Tolerance fosters not impotence but perseverance
In spiritual life, tolerance is an important virtue. Internalizing this virtue may present us a dilemma: “If I just tolerate the things that happen to me, won't that make me weak, lethargic, impotent?”
Not at all, answers Gita wisdom. Far from making us impotent, tolerance will make us persistence.
To understand how, let’s look at the Bhagavad-gita’s call for tolerance in its context. The most-quoted mandate to tolerate comes in the Gita (02.14), which urges us to tolerate life's pleasures and pains just as we tolerate the heat and the cold. This verse is preceded (02.13) by the declaration that we are not destructible bodies, but are indestructible souls. And it is succeeded (02.15) by the proclamation that those who can tolerate attain eternal existence. The sandwich-like position of the tolerance verse indicates that it paves the path for us – the path from the information about our eternal nature in the previous verse to its realization in the next verse.

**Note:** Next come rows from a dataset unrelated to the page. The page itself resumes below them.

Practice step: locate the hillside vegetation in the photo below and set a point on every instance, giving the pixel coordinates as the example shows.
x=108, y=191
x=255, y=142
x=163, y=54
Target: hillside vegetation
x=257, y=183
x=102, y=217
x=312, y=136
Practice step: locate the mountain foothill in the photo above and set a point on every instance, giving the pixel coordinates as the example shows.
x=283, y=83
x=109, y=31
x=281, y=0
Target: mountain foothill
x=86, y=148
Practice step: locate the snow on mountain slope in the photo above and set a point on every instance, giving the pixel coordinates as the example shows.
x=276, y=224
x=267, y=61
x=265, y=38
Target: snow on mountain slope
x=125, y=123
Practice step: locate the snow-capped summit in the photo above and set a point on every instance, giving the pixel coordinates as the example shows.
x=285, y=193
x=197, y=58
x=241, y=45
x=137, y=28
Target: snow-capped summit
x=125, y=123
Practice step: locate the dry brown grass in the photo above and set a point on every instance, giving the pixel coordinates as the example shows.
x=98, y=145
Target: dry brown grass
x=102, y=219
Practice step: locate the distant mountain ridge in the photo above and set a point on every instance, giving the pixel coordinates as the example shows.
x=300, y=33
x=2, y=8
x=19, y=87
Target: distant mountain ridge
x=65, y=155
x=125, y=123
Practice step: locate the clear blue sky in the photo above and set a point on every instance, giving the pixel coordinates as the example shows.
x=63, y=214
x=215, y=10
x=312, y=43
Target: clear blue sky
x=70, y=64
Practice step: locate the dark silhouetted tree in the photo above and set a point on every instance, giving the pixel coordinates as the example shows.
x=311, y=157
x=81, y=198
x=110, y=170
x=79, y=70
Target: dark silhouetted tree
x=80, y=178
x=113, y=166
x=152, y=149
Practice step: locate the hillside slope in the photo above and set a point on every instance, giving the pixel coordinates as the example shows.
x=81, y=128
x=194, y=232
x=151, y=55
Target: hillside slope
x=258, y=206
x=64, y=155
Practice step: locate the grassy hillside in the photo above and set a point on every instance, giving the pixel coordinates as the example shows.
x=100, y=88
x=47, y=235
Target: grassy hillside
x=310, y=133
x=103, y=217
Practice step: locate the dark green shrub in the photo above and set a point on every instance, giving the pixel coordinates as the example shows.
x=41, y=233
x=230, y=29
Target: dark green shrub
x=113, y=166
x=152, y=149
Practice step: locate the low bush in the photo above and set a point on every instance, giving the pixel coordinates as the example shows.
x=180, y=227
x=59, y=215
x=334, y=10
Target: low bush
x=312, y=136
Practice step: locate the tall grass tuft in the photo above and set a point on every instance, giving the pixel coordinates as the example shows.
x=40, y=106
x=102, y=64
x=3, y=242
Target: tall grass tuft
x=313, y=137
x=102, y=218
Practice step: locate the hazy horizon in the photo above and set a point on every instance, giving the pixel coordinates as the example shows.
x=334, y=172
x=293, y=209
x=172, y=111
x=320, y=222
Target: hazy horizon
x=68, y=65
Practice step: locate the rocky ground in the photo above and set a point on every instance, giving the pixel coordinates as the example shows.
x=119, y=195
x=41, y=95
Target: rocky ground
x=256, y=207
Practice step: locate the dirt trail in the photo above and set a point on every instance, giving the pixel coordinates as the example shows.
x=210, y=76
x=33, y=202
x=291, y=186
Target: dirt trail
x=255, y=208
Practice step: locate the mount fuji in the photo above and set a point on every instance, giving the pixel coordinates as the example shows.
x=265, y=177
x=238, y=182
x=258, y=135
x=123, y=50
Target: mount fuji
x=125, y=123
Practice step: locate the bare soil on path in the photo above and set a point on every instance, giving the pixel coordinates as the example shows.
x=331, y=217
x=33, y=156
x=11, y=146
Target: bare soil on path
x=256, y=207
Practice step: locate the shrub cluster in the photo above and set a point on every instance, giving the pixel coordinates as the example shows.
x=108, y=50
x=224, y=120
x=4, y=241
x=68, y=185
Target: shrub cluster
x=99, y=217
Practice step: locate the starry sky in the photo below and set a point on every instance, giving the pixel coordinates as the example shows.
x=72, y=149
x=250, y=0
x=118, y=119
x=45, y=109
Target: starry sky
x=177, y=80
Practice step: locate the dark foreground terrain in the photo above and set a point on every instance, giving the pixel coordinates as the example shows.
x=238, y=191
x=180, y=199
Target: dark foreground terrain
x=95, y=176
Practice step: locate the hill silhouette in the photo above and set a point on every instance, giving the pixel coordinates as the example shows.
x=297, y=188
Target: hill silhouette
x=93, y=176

How does tolerance pave the path? When we train ourselves to tolerate the ups and downs of life, be they external like weather changes or internal like mood changes, then our mental energy doesn't get unduly dissipated on less important things. The greater our tolerance, the lesser our mental energy dissipation.

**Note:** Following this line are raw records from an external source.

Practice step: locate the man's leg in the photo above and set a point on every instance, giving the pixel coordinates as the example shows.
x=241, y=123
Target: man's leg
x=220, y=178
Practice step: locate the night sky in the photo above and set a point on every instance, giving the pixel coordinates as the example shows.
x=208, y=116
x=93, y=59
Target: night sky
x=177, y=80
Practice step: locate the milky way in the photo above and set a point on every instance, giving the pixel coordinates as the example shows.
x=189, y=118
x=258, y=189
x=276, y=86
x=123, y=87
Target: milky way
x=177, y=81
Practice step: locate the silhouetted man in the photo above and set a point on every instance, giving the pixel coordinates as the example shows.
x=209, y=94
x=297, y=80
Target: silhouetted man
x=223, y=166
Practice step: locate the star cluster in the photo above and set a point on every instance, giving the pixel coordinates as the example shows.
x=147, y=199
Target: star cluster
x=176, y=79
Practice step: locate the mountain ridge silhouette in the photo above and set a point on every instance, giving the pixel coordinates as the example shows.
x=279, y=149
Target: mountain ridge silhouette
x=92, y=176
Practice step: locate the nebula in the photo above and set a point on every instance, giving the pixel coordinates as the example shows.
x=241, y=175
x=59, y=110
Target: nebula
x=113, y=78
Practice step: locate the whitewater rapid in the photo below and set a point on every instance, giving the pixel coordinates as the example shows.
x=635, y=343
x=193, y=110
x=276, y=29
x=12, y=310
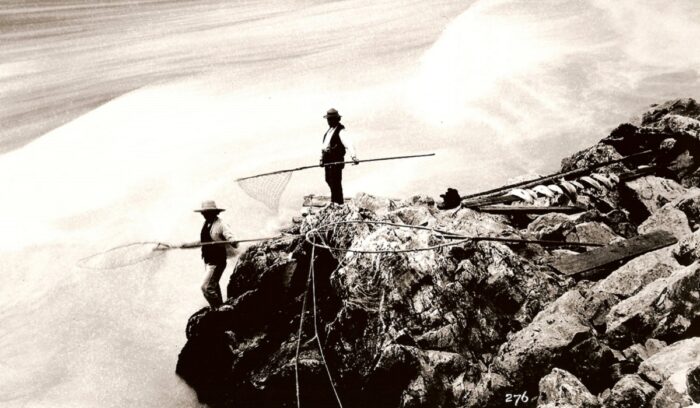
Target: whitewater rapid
x=168, y=116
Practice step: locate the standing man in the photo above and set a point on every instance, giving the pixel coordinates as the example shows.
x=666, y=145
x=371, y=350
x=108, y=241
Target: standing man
x=214, y=255
x=335, y=143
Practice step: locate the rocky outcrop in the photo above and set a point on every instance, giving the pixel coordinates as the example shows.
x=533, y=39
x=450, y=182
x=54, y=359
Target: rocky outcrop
x=561, y=389
x=630, y=392
x=467, y=323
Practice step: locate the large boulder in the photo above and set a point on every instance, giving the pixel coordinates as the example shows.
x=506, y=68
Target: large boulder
x=686, y=107
x=645, y=195
x=690, y=205
x=694, y=384
x=668, y=218
x=687, y=250
x=560, y=389
x=665, y=309
x=630, y=392
x=630, y=278
x=670, y=369
x=558, y=336
x=598, y=153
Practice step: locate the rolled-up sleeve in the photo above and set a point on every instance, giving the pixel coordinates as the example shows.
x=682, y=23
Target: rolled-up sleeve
x=222, y=232
x=347, y=141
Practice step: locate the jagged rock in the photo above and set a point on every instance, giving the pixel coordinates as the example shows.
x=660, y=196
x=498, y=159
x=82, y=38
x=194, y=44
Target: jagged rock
x=630, y=278
x=592, y=232
x=374, y=204
x=681, y=356
x=474, y=223
x=690, y=205
x=597, y=307
x=599, y=153
x=687, y=250
x=669, y=368
x=694, y=383
x=556, y=336
x=630, y=392
x=646, y=195
x=687, y=107
x=668, y=219
x=463, y=326
x=408, y=377
x=637, y=353
x=561, y=389
x=664, y=309
x=418, y=215
x=422, y=200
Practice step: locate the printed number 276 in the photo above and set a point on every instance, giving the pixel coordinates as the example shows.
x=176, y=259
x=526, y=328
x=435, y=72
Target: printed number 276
x=517, y=398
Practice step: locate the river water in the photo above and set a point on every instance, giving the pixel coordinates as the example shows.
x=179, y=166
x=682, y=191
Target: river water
x=120, y=117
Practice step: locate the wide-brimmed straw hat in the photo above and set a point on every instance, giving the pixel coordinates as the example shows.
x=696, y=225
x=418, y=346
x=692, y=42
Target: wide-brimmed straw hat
x=208, y=206
x=332, y=113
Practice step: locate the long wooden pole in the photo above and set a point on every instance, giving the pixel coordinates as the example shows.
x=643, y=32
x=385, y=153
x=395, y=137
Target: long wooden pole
x=334, y=163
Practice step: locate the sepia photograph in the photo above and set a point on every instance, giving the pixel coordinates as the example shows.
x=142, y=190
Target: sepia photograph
x=349, y=203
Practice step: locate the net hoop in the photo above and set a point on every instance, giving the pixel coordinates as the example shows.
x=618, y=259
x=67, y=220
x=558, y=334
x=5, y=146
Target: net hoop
x=124, y=255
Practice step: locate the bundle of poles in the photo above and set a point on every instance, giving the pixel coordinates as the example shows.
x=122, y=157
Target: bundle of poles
x=496, y=195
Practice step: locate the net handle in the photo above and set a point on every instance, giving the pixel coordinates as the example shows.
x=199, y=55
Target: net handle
x=202, y=244
x=336, y=163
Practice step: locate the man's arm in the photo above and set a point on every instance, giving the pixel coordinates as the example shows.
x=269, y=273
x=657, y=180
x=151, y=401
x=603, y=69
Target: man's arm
x=347, y=142
x=223, y=233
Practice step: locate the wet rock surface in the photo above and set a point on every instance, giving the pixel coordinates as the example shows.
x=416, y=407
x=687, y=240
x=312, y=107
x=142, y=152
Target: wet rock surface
x=470, y=323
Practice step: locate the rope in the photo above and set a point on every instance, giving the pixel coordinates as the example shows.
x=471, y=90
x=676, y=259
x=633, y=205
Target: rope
x=459, y=239
x=301, y=324
x=318, y=338
x=311, y=279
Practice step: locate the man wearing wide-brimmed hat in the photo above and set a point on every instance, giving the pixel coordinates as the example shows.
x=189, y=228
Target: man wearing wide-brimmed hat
x=214, y=255
x=335, y=144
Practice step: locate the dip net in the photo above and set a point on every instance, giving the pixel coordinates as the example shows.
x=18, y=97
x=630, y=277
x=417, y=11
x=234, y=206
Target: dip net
x=124, y=255
x=266, y=188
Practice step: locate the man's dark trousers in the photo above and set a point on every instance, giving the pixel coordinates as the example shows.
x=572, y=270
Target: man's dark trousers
x=334, y=178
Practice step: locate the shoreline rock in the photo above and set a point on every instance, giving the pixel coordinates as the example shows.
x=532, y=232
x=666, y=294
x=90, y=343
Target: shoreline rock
x=468, y=324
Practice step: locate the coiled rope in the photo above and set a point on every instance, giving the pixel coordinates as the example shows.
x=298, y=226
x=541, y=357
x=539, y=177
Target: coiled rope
x=315, y=233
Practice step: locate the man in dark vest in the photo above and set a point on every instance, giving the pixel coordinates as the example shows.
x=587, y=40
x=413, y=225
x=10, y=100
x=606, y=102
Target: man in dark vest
x=214, y=255
x=335, y=144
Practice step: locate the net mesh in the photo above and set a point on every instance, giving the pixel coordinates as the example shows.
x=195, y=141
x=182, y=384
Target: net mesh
x=267, y=189
x=124, y=255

The conserved mental energy allows us to be focused on the process of yoga, connection with the supreme eternal reality, Krishna. The more we connect with Krishna, the more we become internally purified and illuminated, thereby gradually recognizing our eternal essence as souls. Thus, tolerance paves the path and devotional service moves us along the path.

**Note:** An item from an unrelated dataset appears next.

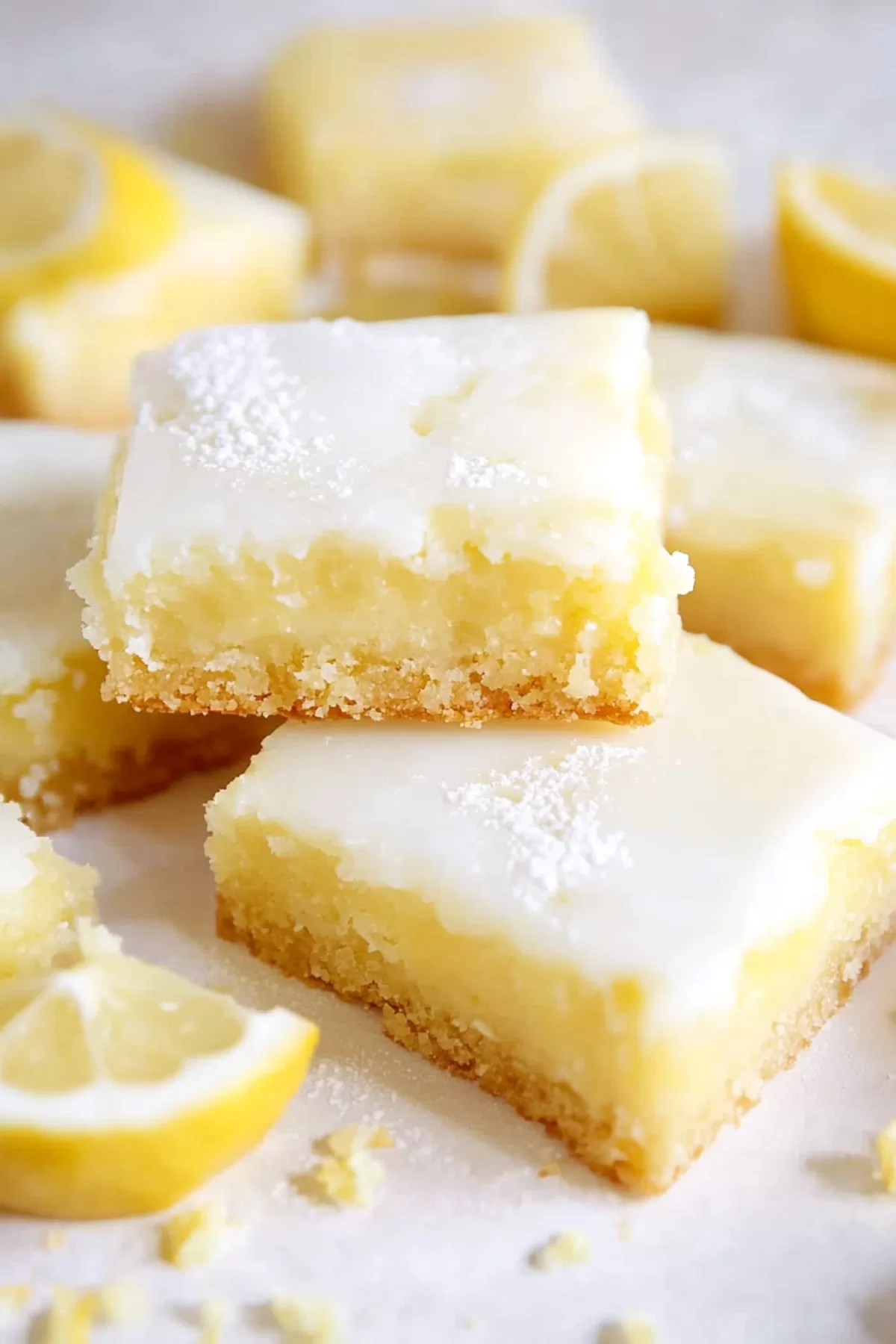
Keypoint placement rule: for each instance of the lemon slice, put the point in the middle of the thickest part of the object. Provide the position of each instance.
(124, 1086)
(75, 202)
(642, 223)
(837, 237)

So, tolerance is not about passively accepting whatever life dishes out to us, but about persistently refusing to let those dishes distract us and persevering in the primary purpose of our life.
“O son of Kunti, the nonpermanent appearance of happiness and distress, and their disappearance in due course, are like the appearance and disappearance of winter and summer seasons. They arise from sense perception, O scion of Bharata, and one must learn to tolerate them without being disturbed.”